The pap smear database, which covers the total cell and permits all features to be obtained, was used to create a baseline comparison for the total trial. After the proper features have been recovered, The HO-SsNF methodology, is a comprehensive approach that combines elements from hierarchical optimization, self-organization, and neuro-fuzzy systems to enhance the training and performance of neural networks. In this methodology, the training process begins by creating training patterns without applying fuzzy measures to the membership functions of each input parameter, resulting in an equal number of rules for each input parameter’s fuzzy sets. The actual training then occurs over 50000-time steps, with the HO algorithm fine-tuning the subsequent portions of the network. Following training, the system typically exhibits seven output categories and eight input clusters. The fuzzy rule is applied using a Gaussian membership degree function to categorize errors into small, medium, and large values. Finally, the fuzzy rule output is fed to the subsequent layer-shaded node, with other parameters derived from the input node. This methodology provides a structured and effective approach to training neural networks with fuzzy logic, enabling them to learn complex patterns and relationships in the data. Furthermore, a summation of all variables is given in the next part, and finally, classify the type of diseases. (a) intermediate squamous, (b) normal columnar, (c) normal squamous, (d) HGD, (e) LGD, (f) moderate dysplasia, and (g) Carcinoma in situ. Table 4 shows the obtained segmented health consequences for input medical images using the given methodologies.
4.3 Comparative analysis
We have compared the proposed method with other conventional approaches, namely CNN-DTCWT (16), SEENS (18), and CNN-ELM (21), using standard performance evaluation metrics such as Sensitivity/Recall, Accuracy, Precision/Positive Predictive Value (PPV), Specificity, and Negative Predictive Value (NPV). The performance of both the proposed and existing methods was assessed under varying learning percentages, as illustrated in Figures 5A–E.
Figure 5 Performance of proposed method and existing method by varying the learning percentage (A) Accuracy, (B) Sensitivity/Recall, (C) Precision/PPV, (D) Specificity, and (E) NPV.
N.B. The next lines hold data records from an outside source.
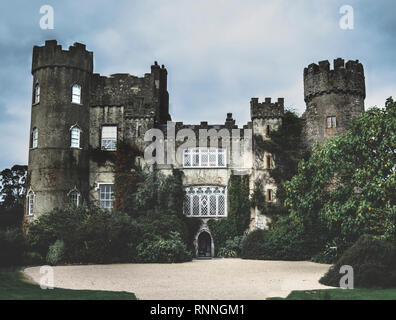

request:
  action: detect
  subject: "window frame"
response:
[97,182,115,211]
[182,147,227,169]
[67,187,81,207]
[31,127,38,149]
[265,154,273,169]
[26,189,35,217]
[33,82,40,105]
[183,185,228,218]
[70,125,82,149]
[71,83,82,105]
[326,116,337,129]
[100,124,118,151]
[267,189,274,202]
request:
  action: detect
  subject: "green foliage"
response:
[217,236,244,258]
[46,240,65,265]
[255,110,307,185]
[23,251,45,266]
[0,228,26,266]
[135,169,185,216]
[0,165,27,208]
[217,248,238,258]
[114,141,144,216]
[28,206,139,263]
[241,229,269,259]
[136,232,192,263]
[0,268,136,301]
[285,98,396,243]
[320,235,396,287]
[241,216,323,260]
[251,110,309,222]
[208,175,250,249]
[0,165,27,230]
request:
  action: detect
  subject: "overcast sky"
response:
[0,0,396,169]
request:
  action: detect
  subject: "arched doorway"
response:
[198,231,212,257]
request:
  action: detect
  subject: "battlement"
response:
[304,58,366,103]
[32,40,93,73]
[250,98,285,120]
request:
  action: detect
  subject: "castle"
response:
[25,40,365,256]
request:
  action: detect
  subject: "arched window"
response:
[33,83,40,104]
[32,128,38,149]
[67,187,81,207]
[72,84,81,104]
[70,126,81,148]
[184,186,227,218]
[26,190,34,217]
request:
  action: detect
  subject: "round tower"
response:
[26,40,93,219]
[303,58,366,150]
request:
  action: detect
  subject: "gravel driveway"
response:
[24,259,330,300]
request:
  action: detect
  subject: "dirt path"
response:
[25,259,330,300]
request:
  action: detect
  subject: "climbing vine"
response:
[252,110,309,218]
[114,141,142,216]
[208,175,250,252]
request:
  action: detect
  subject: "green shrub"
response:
[46,240,65,265]
[217,248,238,258]
[241,229,269,259]
[320,235,396,287]
[28,206,141,263]
[23,251,45,266]
[0,228,25,267]
[136,232,192,263]
[241,216,323,260]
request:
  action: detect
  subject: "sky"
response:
[0,0,396,170]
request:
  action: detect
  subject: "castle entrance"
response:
[198,231,212,257]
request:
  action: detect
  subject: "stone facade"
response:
[26,40,365,254]
[303,58,366,148]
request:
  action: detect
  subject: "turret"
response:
[26,40,93,218]
[303,58,366,149]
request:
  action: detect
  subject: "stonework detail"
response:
[27,40,365,251]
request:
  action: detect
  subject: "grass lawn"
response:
[0,268,136,300]
[268,289,396,300]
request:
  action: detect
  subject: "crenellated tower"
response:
[26,40,93,217]
[303,58,366,150]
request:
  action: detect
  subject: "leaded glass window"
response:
[184,186,227,217]
[70,127,81,148]
[72,84,81,104]
[102,126,117,151]
[99,184,114,210]
[183,148,226,168]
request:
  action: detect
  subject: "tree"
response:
[0,165,27,228]
[0,165,27,208]
[285,98,396,243]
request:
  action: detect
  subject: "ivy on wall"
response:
[252,110,309,218]
[208,175,250,252]
[114,141,142,216]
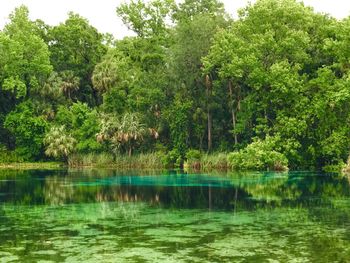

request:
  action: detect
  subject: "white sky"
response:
[0,0,350,39]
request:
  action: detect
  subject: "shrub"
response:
[228,137,288,171]
[184,150,201,169]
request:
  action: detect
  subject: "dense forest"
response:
[0,0,350,169]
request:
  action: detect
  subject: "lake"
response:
[0,170,350,262]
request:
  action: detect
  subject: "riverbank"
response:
[0,162,66,170]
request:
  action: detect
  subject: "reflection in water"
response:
[0,170,350,262]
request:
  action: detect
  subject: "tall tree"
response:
[49,12,106,104]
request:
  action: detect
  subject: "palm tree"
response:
[113,113,146,157]
[44,126,76,162]
[61,70,80,100]
[91,56,118,93]
[96,113,146,156]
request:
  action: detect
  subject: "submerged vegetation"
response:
[0,0,350,170]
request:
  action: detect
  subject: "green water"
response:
[0,170,350,262]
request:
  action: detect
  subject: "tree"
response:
[0,6,52,99]
[117,0,175,38]
[4,101,48,160]
[97,113,147,157]
[44,126,76,162]
[49,12,106,104]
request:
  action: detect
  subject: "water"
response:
[0,170,350,262]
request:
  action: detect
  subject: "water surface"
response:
[0,170,350,262]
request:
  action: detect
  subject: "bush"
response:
[201,153,229,170]
[162,149,183,167]
[184,150,201,169]
[68,153,164,169]
[0,145,24,163]
[342,156,350,174]
[228,137,288,171]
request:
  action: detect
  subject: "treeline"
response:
[0,0,350,169]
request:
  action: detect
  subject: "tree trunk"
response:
[205,75,212,152]
[228,80,238,145]
[208,110,212,152]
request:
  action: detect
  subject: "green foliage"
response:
[167,98,192,159]
[0,0,350,170]
[4,102,48,160]
[228,137,288,171]
[0,6,52,99]
[68,153,166,169]
[186,149,202,161]
[44,126,76,160]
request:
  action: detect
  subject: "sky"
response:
[0,0,350,39]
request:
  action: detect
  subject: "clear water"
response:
[0,170,350,262]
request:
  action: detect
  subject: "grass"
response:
[0,162,64,170]
[68,153,165,169]
[185,153,230,170]
[342,157,350,175]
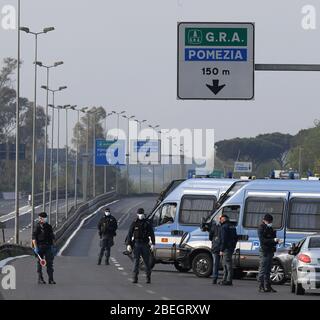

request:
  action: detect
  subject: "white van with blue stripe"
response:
[148,178,248,271]
[178,180,320,277]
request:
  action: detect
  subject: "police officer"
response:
[126,208,155,283]
[32,212,56,284]
[209,217,221,284]
[220,214,238,286]
[98,208,118,265]
[258,213,281,292]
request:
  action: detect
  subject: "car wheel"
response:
[174,262,191,272]
[295,283,306,296]
[192,253,212,278]
[290,278,296,293]
[270,260,286,285]
[233,269,247,280]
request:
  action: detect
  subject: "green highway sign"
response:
[185,28,247,47]
[177,22,254,100]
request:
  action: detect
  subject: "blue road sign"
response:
[95,140,126,166]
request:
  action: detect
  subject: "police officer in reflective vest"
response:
[98,208,118,265]
[258,213,282,292]
[126,208,155,283]
[32,212,56,284]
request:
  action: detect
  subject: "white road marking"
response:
[146,290,156,294]
[57,200,119,256]
[0,255,30,269]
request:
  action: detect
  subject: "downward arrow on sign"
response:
[206,80,226,95]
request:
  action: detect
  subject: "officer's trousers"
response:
[37,245,54,280]
[133,242,151,277]
[258,252,274,286]
[222,249,233,282]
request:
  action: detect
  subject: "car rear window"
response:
[309,237,320,249]
[243,197,284,229]
[179,196,217,225]
[288,198,320,231]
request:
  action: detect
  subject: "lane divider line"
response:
[0,255,30,269]
[57,200,119,257]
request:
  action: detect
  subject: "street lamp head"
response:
[20,27,30,33]
[43,27,54,33]
[54,61,63,67]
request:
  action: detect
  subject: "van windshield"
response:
[216,180,248,209]
[288,198,320,231]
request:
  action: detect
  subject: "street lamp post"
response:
[62,104,71,219]
[149,125,160,193]
[41,86,67,222]
[122,115,135,194]
[112,111,126,193]
[103,112,113,193]
[14,0,21,244]
[20,27,54,234]
[71,106,88,209]
[36,61,63,211]
[135,119,147,193]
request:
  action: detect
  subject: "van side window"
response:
[213,206,240,223]
[151,203,177,227]
[288,198,320,231]
[243,197,284,229]
[159,203,177,225]
[179,195,217,225]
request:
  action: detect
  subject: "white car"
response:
[290,235,320,295]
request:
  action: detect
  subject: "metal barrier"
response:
[0,191,117,260]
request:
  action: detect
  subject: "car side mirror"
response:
[288,243,297,256]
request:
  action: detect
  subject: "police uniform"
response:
[98,215,118,265]
[32,215,55,284]
[126,210,155,283]
[258,214,277,292]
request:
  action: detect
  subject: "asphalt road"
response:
[0,198,74,244]
[2,197,320,300]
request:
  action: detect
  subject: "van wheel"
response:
[290,277,296,293]
[233,268,247,280]
[295,283,306,296]
[174,262,191,272]
[270,260,286,285]
[192,253,212,278]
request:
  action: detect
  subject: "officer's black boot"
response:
[258,282,266,292]
[38,274,46,284]
[132,274,138,283]
[264,284,277,292]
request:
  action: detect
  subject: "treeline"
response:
[216,121,320,177]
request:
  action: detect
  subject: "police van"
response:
[178,180,320,283]
[148,178,248,271]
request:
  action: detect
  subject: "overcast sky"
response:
[0,0,320,148]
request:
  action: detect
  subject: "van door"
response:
[150,202,180,260]
[176,195,217,234]
[240,192,288,269]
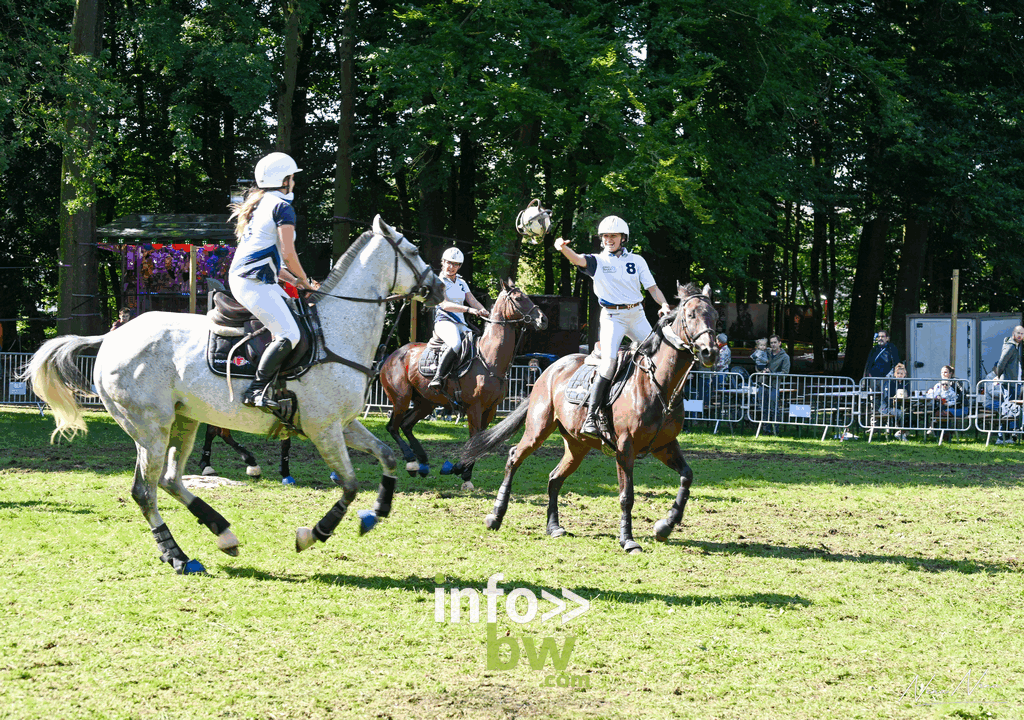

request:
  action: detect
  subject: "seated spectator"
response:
[926,365,971,418]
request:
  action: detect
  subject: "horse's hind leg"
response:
[345,420,398,535]
[220,430,263,477]
[546,434,590,538]
[615,439,643,555]
[199,425,220,475]
[483,409,555,530]
[654,439,693,543]
[160,415,239,557]
[401,397,436,477]
[295,422,361,552]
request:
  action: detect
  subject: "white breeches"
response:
[227,276,300,345]
[434,320,469,352]
[597,305,651,380]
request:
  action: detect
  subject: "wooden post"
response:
[188,245,199,313]
[949,270,959,368]
[409,298,420,342]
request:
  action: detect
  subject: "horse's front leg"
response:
[615,439,643,555]
[295,422,358,552]
[345,420,398,520]
[654,439,693,543]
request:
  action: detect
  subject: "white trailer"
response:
[906,312,1021,387]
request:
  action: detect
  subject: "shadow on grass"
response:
[0,500,95,515]
[223,566,812,617]
[669,540,1020,575]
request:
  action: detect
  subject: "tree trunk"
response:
[842,217,889,380]
[331,0,358,265]
[274,0,302,153]
[57,0,106,335]
[889,219,928,371]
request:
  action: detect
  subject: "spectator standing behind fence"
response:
[751,338,768,373]
[879,363,908,440]
[111,307,131,330]
[864,330,899,378]
[761,335,790,435]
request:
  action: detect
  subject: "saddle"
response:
[418,333,476,380]
[565,344,637,407]
[206,291,322,380]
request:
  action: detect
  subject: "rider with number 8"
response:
[555,215,672,438]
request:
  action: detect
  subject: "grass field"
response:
[0,410,1024,720]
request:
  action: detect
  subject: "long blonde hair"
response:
[227,187,266,240]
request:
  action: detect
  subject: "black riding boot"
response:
[427,345,458,390]
[242,338,292,408]
[580,373,611,439]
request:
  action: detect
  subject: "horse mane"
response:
[639,283,703,355]
[315,230,374,302]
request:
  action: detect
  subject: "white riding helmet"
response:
[597,215,630,237]
[441,248,466,265]
[256,153,302,188]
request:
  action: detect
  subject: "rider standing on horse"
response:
[227,153,319,409]
[428,248,487,389]
[555,215,672,438]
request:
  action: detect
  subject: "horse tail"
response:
[459,397,529,465]
[18,335,103,442]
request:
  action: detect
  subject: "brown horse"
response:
[381,280,548,482]
[462,285,718,553]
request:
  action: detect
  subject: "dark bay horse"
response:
[462,285,718,553]
[381,280,548,482]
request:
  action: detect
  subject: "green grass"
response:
[0,410,1024,720]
The analysis demonstrates that our proposed method consistently outperforms the previous models in terms of achieving higher values for these performance metrics when the learning percentages are tuned. It’s worth noting that the learning percentage refers to the portion of data used to update the model weights during training. In essence, the learning rate, a hyperparameter, governs the extent to which the model adjusts itself in response to predicted errors.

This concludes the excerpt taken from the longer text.